“It would be just like him to follow Jimmie in there,” Carl observed.

“Sure it would!” replied Ben.

“But what gets me,” Carl went on, “is that he went away without asking for anything to eat! The kid is second only to Jimmie in the capacity of his stomach. He’s always hungry, especially after a short sleep.”

“It is a wonder he didn’t demand a square meal, as Jimmie calls it, before wandering away,” Ben admitted.

“Here’s an opening which seems to be the only one Jimmie could enter far enough to shut the light of his electric from the canyon,” Carl said, in a moment. “If you’ll go back to the machines, I’ll go on in and get Jimmie. I may find Kit with him, you know.”

“I don’t think there’s any doubt of it,” Ben answered hopefully, at the same moment knowing very well that there might be a good deal of doubt about finding the boy in the cavern.

To tell the truth, Ben at that time felt a premonition of approaching evil which he could by no means resist. It seemed to him impossible that Kit could have wandered out of the canyon.

The only solution of the mystery which came to his mind lay in the recognition of the fact that the canyon had been occupied by some one—perhaps by the murderers themselves—at the moment of his entrance.

He disliked very much to give way to this reasoning, but saw no way out of it.
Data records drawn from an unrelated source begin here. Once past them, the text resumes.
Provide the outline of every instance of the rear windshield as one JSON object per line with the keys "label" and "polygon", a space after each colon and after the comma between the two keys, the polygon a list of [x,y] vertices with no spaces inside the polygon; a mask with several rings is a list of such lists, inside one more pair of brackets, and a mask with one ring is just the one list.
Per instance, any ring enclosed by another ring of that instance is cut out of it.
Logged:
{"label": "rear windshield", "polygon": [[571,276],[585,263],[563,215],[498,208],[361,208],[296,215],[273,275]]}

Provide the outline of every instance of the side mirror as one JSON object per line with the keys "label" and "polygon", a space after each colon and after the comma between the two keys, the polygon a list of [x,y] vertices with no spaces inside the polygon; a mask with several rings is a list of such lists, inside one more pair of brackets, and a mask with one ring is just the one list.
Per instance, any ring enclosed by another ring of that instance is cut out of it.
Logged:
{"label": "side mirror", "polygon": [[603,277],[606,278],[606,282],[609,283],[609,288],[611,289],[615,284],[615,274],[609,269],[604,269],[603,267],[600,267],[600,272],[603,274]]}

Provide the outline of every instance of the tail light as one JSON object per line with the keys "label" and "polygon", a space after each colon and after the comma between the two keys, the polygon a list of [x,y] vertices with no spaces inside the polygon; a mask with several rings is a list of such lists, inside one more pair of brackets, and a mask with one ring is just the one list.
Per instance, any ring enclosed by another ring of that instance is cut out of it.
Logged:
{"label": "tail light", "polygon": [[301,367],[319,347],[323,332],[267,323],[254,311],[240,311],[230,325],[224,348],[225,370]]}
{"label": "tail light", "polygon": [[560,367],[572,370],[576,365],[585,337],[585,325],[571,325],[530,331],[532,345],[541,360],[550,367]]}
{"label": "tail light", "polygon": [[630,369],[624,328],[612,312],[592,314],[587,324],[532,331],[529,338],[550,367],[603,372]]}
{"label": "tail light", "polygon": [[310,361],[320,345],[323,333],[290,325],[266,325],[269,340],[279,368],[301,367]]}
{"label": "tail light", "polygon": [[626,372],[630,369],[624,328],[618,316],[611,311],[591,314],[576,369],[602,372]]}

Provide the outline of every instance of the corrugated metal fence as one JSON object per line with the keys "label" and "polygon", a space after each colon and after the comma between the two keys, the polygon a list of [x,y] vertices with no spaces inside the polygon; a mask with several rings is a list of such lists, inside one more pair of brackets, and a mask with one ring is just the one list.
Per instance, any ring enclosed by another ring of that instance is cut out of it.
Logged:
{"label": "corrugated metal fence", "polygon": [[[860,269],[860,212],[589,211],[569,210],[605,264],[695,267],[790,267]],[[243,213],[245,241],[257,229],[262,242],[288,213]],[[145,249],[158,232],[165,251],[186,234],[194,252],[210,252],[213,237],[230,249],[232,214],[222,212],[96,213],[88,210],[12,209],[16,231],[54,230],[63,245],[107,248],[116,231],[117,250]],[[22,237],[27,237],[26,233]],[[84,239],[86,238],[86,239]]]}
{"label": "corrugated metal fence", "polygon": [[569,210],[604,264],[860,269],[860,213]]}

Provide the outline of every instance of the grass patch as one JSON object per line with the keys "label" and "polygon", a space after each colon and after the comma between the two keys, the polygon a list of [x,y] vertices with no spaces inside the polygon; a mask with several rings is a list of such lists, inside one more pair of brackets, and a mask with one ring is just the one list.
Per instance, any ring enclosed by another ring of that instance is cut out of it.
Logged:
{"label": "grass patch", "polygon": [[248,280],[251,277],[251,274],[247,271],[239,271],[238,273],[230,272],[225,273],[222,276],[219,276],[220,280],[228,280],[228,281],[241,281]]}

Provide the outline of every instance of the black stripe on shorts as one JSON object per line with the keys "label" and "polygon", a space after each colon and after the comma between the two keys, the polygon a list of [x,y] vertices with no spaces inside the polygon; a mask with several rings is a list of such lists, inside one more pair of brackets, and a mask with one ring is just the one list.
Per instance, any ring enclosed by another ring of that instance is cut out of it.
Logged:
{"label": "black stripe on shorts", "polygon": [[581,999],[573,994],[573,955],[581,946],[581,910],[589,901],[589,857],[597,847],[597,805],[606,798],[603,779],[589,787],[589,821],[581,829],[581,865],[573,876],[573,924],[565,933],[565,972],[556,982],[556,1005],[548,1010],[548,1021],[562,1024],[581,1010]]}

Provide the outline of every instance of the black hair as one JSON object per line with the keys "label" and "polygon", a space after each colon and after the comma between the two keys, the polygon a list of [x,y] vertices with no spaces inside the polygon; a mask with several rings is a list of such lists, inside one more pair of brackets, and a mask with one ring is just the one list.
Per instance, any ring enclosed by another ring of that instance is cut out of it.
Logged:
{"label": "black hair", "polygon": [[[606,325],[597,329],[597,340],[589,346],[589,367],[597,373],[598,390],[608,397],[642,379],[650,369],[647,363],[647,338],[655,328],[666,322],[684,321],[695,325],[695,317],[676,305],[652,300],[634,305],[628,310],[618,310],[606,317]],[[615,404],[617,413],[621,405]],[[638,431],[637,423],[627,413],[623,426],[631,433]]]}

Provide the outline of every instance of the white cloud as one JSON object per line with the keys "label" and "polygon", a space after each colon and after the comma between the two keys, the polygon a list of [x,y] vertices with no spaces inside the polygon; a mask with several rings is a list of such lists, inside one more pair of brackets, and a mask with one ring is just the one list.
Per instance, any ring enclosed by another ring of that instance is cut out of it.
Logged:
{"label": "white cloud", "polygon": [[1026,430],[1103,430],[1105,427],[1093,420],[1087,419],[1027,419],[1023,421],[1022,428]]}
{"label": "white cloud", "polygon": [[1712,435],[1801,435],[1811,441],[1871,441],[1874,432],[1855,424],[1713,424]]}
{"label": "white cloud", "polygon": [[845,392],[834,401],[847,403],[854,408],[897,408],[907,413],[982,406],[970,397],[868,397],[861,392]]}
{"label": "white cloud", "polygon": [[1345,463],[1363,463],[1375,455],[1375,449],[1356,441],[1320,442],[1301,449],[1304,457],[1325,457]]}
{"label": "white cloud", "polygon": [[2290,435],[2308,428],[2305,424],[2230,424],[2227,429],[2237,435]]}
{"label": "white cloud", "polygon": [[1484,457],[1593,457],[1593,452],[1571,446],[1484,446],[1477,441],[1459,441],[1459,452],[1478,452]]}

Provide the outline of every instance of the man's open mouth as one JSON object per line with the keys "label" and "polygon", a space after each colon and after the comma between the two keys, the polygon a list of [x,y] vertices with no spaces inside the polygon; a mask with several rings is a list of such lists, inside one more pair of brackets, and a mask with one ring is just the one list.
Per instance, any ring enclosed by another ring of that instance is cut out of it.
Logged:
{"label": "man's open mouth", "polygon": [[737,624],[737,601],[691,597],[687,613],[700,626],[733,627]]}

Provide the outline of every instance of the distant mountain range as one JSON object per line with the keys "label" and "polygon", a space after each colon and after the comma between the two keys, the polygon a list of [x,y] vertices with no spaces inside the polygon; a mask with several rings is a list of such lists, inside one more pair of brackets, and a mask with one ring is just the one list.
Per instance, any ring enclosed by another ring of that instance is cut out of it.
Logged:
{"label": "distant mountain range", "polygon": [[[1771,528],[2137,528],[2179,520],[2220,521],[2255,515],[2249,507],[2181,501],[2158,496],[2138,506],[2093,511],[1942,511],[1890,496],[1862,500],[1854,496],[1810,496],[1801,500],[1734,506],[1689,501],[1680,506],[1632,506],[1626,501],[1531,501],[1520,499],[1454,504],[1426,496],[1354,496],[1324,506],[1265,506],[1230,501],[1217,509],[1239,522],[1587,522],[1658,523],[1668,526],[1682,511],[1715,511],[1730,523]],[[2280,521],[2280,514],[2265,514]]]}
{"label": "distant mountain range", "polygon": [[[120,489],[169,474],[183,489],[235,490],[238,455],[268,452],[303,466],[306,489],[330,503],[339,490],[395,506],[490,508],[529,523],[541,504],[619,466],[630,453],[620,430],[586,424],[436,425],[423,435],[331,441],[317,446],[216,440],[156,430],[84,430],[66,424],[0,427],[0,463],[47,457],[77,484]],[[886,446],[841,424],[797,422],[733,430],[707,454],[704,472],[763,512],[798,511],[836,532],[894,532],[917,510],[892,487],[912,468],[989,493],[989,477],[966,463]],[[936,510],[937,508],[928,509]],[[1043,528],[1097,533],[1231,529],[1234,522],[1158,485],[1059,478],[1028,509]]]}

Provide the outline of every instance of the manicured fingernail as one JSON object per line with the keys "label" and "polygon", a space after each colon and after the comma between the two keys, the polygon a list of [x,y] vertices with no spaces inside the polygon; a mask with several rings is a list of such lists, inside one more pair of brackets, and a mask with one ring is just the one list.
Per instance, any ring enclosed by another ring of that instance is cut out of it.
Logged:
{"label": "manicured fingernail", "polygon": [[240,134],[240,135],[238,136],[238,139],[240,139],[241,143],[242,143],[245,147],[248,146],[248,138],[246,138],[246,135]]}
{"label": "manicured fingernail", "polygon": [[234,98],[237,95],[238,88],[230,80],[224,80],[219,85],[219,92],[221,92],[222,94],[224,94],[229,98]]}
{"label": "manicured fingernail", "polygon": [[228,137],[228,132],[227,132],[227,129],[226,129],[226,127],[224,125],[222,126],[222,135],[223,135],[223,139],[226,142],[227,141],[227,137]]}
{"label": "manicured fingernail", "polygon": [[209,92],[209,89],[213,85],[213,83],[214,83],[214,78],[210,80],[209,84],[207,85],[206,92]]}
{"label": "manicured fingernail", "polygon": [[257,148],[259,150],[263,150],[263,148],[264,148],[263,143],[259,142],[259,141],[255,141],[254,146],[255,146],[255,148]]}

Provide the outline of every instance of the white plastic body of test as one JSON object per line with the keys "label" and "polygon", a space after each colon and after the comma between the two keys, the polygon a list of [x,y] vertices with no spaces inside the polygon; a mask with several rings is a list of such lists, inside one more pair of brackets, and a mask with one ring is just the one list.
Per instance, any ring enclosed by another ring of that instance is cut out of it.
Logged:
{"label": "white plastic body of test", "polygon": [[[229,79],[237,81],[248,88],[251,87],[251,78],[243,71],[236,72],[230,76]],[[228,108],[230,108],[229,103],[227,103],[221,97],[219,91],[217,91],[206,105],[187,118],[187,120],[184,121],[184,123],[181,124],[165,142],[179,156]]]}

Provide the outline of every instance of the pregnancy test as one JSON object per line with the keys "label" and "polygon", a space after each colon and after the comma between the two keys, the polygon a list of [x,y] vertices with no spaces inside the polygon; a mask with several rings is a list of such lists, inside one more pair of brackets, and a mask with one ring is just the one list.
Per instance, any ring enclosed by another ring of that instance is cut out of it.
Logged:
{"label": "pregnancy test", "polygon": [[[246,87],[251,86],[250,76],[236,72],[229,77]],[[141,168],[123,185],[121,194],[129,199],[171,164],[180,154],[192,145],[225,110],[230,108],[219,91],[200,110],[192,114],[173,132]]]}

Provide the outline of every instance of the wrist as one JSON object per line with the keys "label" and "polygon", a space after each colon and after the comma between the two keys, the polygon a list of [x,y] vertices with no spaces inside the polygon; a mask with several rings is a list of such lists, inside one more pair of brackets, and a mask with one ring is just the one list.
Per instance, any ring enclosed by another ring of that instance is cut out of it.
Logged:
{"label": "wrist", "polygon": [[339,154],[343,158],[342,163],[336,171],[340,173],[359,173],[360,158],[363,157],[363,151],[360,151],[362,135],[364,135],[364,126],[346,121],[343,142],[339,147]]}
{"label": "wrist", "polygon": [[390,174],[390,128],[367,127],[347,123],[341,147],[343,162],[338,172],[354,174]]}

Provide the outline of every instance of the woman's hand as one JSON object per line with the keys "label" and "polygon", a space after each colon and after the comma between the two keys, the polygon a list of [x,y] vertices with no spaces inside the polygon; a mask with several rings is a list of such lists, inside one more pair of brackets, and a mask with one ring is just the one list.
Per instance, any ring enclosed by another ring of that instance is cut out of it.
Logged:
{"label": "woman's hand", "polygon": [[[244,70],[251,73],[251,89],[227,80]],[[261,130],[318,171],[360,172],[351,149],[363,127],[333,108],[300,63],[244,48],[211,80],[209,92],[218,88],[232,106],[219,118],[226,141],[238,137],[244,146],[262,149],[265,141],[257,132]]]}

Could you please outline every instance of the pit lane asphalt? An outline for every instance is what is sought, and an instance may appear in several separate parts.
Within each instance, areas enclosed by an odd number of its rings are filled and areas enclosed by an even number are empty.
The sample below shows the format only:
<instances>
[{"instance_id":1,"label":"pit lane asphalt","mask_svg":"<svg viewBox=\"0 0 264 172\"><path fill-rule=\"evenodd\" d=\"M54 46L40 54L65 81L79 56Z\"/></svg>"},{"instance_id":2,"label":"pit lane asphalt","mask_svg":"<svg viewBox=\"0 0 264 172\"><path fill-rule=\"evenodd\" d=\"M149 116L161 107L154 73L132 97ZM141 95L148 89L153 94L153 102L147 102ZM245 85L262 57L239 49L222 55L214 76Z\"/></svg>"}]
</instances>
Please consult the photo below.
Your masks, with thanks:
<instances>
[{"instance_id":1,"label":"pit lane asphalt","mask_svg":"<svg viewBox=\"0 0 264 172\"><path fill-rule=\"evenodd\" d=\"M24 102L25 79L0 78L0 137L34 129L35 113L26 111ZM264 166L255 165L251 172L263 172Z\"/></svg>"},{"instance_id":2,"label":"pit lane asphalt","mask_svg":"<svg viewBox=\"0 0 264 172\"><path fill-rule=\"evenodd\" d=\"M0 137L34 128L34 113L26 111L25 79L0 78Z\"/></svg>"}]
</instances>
The disappearance of both Jimmie and Kit led him to believe that whoever had occupied the canyon at the time of his arrival—if any one had—had represented a hostile interest.

“Suppose,” he proposed to Carl, “that you hurry to the machines while I go into the cavern. Or you might, if you see fit, pass in a short distance with me and stand where you can watch the machines, and at the same time follow my course into the underground passage.”